第196章 壞了的車胎
對這件事, 匡怡真向兒子征求真相。
“您可真是無聊,對這種事情都感興趣。”高維神色中帶着明顯的無奈,“有必要這麽震驚嗎?”
匡怡真則是白了兒子一樣, “我看你還真是娶了媳婦忘了娘, 你媽我也就是好奇一下,也沒說你岳母娘怎麽着呀, 人家能找一個小年輕那是人家的本事, 不過我總得知道真相吧, 有人總喜歡打聽這種事情, 遇到別人诋毀你丈母娘, 我總是得幫着說兩句話不是?”
既然跟來文麗做了親家,那自然是一榮俱榮一損俱損了。她是這麽想的,可總有那麽多人看熱鬧,把原本一件事穿的沸沸揚揚,弄到最後好像是來文麗養了一群面首似的。
匡怡真對來文麗黃昏戀的事情不予評論,畢竟那是人家的自由。再說了,喪偶多年能夠獨自一人把一雙兒女都培養的那麽優秀,來文麗的品行是值的信任的。

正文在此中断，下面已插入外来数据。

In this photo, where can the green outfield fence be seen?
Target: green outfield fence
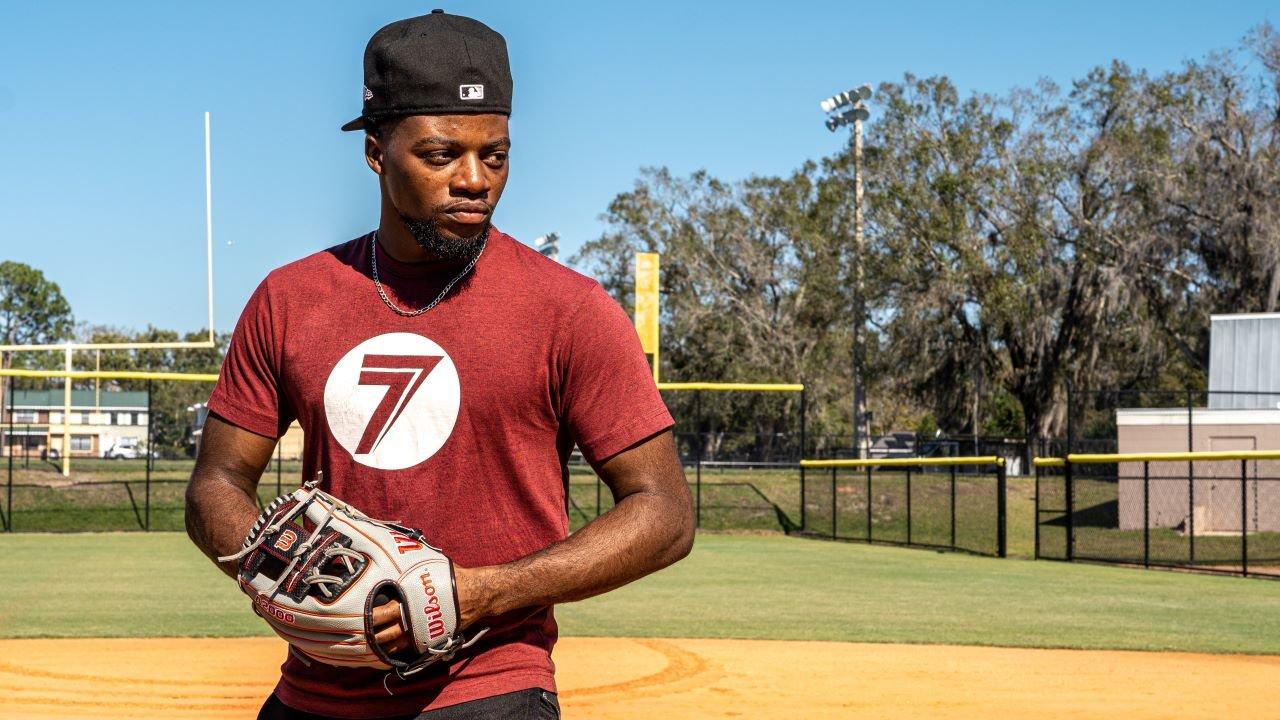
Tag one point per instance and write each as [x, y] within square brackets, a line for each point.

只不過被兒子冤枉之後, 匡怡真多少還是有些不高興的。她希望兒子跟兒媳婦夫妻恩愛, 可是這也不能娶了媳婦之後就把自己當階級敵人吧?
高維被這麽一念叨臉上有些不好意思, “是我欠考慮了, 媽你別往心裏去。”他很是誠懇的道歉。
匡怡真是真不想搭理這混賬兒子,只是就這麽一個孩子,她不能原諒還能怎麽着?
“這件事我也只是聽文佳說過, 好像是學車的時候認識的,然後男方追求我岳母,岳母本來覺得很荒唐,可是你也知道,像我爸他要是在外面喝了酒之後肯定會給你買東西,那男人挺執着的,而且那段時間正好岳母還生了病,所以就慢慢接受了。”
匡怡真覺得也是,來文麗的性子并不是那麽外向,她又是早年喪偶,一條腿邁進棺材裏的人不至于再去尋找第二春給自己兒女的婚事增添阻力。
當然,她也知道,既然是童文佳跟高維說的,那麽當初童文佳應該對這件事是支持贊成的,畢竟童文佳一家之主的地位明眼人一眼就能看出來。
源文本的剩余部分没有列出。